Gleci, então, foi conversar com a colega do departamento de Recursos HUmanos para entender como funcionava a burocracia para adotar uma criança. “Fui para São Paulo e a Maria tinha me orientado sobre a papelada toda e como atuar nesse caso – a assistente social da Dana de São Paulo também me ajudou bastante”, explicou. A Dana, inclusive, custeou a passagem de Gleci para São Paulo, mais um motivo pelo qual ela é tão grata à empresa. “A assistente social da Dana São Paulo me levou pra visitar minha filha Nara, que estava internada, e depois me acompanhou de volta ao hotel – ela também trazia notícias do meu neto, que eu ainda não podia ver”, conta.

Depois de muita luta – e 4 anos de vai-e-vem de Alvorada a São Paulo – Gleci finalmente conseguiu trazer o neto Gabriel para junto de si. “Foi muito emocionante, mas um período de adaptação muito difícil, especialmente para ele, que já tinha sido encaminhado para outra família por um erro da instituição social que o abrigou”, conta. Gabriel ficou até os 15 anos morando em Alvorada com a avó e se adaptou perfeitamente à avó, mas a família que o adotou nunca esqueceu dele e vinha vê-lo constantemente. Quando ele completou 15 anos, essa família ofereceu estudo e Gabriel voltou para São Paulo, feliz da vida com a oportunidade.
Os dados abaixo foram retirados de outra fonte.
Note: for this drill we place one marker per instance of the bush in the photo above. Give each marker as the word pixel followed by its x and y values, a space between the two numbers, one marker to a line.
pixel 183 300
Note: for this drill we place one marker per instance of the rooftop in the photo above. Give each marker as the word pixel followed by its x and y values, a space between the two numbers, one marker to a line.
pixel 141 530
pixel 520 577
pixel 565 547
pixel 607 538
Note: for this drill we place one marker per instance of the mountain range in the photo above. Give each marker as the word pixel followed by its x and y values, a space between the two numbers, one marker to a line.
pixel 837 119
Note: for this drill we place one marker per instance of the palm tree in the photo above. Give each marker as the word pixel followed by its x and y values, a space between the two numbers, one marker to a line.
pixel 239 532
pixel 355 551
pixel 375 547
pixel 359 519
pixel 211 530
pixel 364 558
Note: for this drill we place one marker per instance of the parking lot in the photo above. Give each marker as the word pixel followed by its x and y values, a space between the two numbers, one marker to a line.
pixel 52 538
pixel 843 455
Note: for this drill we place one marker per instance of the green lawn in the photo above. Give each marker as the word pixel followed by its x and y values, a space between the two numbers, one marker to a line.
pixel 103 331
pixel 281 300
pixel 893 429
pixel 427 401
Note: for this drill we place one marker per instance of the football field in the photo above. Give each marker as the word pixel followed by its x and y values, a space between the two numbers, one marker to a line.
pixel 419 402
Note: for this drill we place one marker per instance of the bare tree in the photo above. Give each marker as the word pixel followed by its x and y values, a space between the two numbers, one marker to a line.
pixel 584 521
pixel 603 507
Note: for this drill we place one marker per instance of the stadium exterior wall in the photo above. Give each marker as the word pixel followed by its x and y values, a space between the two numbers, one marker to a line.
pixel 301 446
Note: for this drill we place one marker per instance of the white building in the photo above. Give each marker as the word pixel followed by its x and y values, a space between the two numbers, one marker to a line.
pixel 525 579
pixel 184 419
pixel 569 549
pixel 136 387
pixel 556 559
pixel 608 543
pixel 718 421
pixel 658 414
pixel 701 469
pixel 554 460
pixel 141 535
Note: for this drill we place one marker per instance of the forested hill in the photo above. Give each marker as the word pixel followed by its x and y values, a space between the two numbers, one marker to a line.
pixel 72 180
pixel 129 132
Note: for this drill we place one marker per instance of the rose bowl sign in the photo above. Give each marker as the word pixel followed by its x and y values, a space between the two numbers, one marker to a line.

Mas a luta de Gleci ainda continuaria – ela ainda descobriu mais 2 netos, Guilherme e Greice Gabriele, nos anos seguintes. Nara seguia sua condição de moradora de rua, mas agora em Porto Alegre e, toda vez que chegava à Santa Casa para ter mais um bebê, lembrava de dar o nome e telefone da mãe em Alvorada. A vó-guerreira adotou mais estes 2, que hoje são adolescentes e moram com ela.

Quando Gleci conta essas histórias de luta e dificuldade, não se queixa um só instante e sempre faz questão de agradecer à Dana, aos seus colegas e amigos que tanto lhe ajudaram nesta jornada. Tanto que faz questão de ir aos encontros trimestrais do jubilados para rever os colegas e dar notícias dos netos. A filha Nara ela perdeu há 3 meses – “perdi a batalha com as drogas, internei ela não sei quantas vezes…” – e a mais nova, Sandra, também lhe deu um neto, Matheus.

Gleci dá significado à palavra “resiliência” e não se lamentou um momento sequer – pelo contrário, lembrou mais de coisas boas do que ruins e se apega na sua fé em Deus para nunca desanimar. Hoje, luta para criar os filhos-netos e, quando pode, viaja para Caxias do Sul e para Livramento para visitar os familiares. E diz que sempre fará questão de prestigiar os encontros dos veteranos da Dana. “A empresa salvou a minha vida mais de uma vez – só tenho a agradecer, todos sempre foram muito bons comigo e levo a Dana no coração”, conclui.

Gleci Maciel Bueno

“Eu adorava trabalhar na Montagem de Cruzetas, me dava bem com todos meus colegas e também com minha chefia e me sentia realizada por poder fazer este trabalho – tanto que fiquei ali até me aposentar e sair da empresa. Só tenho a agradecer, todos sempre foram muito bons comigo e levo a Dana no coração.”